What You Need to Know
- Apple stock fell nearly 2% on June 8 despite hitting all-time intraday high during WWDC keynote.
- Siri AI features blocked in EU and China, representing roughly 35% of iPhone shipments.
- Wall Street analysts raised price targets to $350-$360, betting on eventual regulatory clearance in blocked markets.
- Apple’s Q2 revenue of $111.2 billion and services high of $31 billion remain unchanged by keynote.
Apple hit an all-time intraday high of roughly $317.40 on June 8 during the WWDC keynote, then closed down nearly 2% the same day. By June 10, shares had slid to around $290.55, erasing about $25 per share in three sessions. The market’s reaction had less to do with what Apple announced and more to do with where it cannot sell the feature.
The core problem is geographic. Siri AI is blocked on iPhone and iPad in the European Union, almost certainly because of Digital Markets Act obligations Apple has not yet satisfied, and a separate regulatory situation delays the rollout in China. Morgan Stanley estimates those two markets together represent roughly 35% of trailing 12-month iPhone shipments. That is a meaningful slice of the addressable market for a feature that was supposed to drive the next upgrade cycle.
Analysts Are Not Selling
Wall Street’s response to the same keynote was almost the opposite of the market’s. TD Cowen raised its target to $350, Maxim Group lifted to $350 from $310, and Morgan Stanley moved to $360, all with Buy or Overweight ratings. JPMorgan reiterated Overweight at $325. UBS held Neutral at $296, the only major firm keeping a cautious stance.
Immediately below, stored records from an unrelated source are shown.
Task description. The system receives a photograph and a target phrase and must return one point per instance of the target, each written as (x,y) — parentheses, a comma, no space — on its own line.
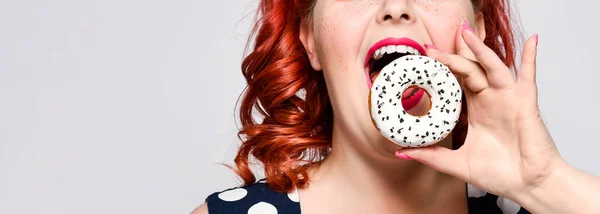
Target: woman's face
(344,31)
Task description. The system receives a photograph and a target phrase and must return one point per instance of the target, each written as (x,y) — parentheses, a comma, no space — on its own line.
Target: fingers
(473,76)
(439,158)
(528,64)
(498,74)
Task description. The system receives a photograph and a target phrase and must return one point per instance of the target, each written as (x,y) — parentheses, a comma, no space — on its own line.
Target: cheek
(442,20)
(339,29)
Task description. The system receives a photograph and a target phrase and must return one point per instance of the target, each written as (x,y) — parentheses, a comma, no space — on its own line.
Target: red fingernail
(403,156)
(429,46)
(466,26)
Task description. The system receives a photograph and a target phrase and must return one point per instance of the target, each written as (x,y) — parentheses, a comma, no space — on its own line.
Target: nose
(396,11)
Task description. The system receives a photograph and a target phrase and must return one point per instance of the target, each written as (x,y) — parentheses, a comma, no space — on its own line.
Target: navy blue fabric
(261,192)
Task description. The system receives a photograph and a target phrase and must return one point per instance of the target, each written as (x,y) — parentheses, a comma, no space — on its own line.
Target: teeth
(401,48)
(391,49)
(394,49)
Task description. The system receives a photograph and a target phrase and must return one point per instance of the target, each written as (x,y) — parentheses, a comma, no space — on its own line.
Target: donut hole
(416,101)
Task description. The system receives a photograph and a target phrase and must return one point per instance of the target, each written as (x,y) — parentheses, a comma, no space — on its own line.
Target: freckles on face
(442,19)
(339,28)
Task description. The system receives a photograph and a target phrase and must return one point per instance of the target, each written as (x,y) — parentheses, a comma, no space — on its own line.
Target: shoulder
(202,209)
(256,198)
(480,201)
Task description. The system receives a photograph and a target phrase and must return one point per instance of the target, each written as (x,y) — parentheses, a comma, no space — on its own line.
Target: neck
(391,184)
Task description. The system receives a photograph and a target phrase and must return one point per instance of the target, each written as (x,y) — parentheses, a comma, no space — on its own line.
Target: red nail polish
(429,46)
(403,156)
(466,26)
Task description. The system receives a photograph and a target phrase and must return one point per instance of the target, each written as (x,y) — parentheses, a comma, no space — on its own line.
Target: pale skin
(508,150)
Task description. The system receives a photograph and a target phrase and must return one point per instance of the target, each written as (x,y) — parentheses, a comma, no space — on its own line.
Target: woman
(321,154)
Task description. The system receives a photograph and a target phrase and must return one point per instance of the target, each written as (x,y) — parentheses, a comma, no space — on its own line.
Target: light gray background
(126,106)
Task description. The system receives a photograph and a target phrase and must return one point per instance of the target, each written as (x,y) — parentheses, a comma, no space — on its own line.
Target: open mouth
(386,51)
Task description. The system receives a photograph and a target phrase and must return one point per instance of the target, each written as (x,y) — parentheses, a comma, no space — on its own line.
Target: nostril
(387,17)
(390,17)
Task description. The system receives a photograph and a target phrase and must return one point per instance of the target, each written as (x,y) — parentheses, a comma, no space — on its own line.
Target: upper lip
(393,41)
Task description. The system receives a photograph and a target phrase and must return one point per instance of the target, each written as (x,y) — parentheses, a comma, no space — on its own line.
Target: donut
(391,119)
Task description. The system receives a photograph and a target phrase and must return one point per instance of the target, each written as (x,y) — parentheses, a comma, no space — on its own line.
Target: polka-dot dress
(258,198)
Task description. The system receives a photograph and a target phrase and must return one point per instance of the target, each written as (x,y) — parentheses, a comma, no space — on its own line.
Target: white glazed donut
(388,114)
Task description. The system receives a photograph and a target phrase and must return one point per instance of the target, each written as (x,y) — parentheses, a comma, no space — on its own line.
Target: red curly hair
(291,98)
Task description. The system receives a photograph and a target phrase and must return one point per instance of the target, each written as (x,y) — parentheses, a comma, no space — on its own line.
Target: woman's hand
(508,150)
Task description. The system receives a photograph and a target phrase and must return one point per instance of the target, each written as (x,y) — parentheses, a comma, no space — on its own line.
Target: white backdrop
(127,106)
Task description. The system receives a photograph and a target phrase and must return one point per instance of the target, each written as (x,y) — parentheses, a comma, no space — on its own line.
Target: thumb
(442,159)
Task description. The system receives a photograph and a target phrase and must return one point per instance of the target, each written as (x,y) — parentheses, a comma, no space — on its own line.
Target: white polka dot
(262,208)
(507,206)
(233,195)
(474,192)
(294,196)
The disconnect makes more sense when you look at what the stock is actually pricing. Apple reported $111.2 billion in Q2 revenue and a $31 billion all-time high in services. None of that changes based on a keynote. Maxim’s upgraded fiscal 2027 projections rest on the assumption that completely unavailable in the EU and China at launch does not describe the feature’s permanent state, and that regulatory clearance eventually follows.
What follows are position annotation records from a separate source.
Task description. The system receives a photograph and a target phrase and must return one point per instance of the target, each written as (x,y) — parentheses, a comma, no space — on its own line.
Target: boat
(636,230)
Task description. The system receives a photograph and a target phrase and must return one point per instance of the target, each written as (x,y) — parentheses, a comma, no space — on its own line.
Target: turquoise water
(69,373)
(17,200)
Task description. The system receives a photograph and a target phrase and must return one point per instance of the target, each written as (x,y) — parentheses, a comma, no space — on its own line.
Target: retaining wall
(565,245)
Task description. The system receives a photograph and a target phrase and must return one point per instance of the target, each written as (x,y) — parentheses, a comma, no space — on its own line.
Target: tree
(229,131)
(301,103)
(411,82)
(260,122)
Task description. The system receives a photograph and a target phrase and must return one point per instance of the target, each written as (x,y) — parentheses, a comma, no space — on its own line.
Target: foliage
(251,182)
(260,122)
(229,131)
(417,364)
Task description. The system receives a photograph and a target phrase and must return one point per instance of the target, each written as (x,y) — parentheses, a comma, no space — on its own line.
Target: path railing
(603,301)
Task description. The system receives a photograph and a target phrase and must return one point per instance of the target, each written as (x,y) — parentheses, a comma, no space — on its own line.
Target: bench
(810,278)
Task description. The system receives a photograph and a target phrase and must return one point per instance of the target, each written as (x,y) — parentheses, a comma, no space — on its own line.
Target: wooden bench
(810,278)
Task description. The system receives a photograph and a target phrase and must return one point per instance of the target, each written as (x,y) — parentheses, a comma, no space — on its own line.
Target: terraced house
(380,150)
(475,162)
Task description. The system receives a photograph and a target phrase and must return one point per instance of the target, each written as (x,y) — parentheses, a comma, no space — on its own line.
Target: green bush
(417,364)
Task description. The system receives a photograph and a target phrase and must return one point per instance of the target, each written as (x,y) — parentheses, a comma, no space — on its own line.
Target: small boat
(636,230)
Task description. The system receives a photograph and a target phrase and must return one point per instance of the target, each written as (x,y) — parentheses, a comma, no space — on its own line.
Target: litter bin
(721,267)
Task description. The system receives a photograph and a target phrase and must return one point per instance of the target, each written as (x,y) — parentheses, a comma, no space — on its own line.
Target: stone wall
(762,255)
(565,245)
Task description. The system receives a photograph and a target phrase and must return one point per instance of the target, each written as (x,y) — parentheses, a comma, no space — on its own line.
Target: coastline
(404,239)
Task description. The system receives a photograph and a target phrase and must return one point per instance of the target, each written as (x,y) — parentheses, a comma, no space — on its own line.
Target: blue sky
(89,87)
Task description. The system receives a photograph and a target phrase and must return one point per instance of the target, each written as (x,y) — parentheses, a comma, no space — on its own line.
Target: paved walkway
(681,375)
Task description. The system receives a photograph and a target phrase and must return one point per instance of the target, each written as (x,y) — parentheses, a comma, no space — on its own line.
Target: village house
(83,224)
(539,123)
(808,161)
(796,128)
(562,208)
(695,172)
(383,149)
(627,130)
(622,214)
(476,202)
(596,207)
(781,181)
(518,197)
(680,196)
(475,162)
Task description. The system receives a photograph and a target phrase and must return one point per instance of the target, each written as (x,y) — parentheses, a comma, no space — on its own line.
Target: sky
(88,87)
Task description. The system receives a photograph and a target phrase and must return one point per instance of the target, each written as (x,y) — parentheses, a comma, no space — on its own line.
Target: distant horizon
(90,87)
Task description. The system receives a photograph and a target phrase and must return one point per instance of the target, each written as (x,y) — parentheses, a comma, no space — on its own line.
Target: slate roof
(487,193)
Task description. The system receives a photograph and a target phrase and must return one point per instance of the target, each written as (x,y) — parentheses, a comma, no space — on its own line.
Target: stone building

The “buy-the-rumor, sell-the-news” framing fits here. Shares had already climbed heading into WWDC, and the EU and China exclusions gave traders a clean reason to take profit. What actually matters for the stock is whether Siri, rebuilt with a new AI architecture, clears those regulatory hurdles before the September iPhone event, which will also be the first major keynote under incoming CEO John Ternus.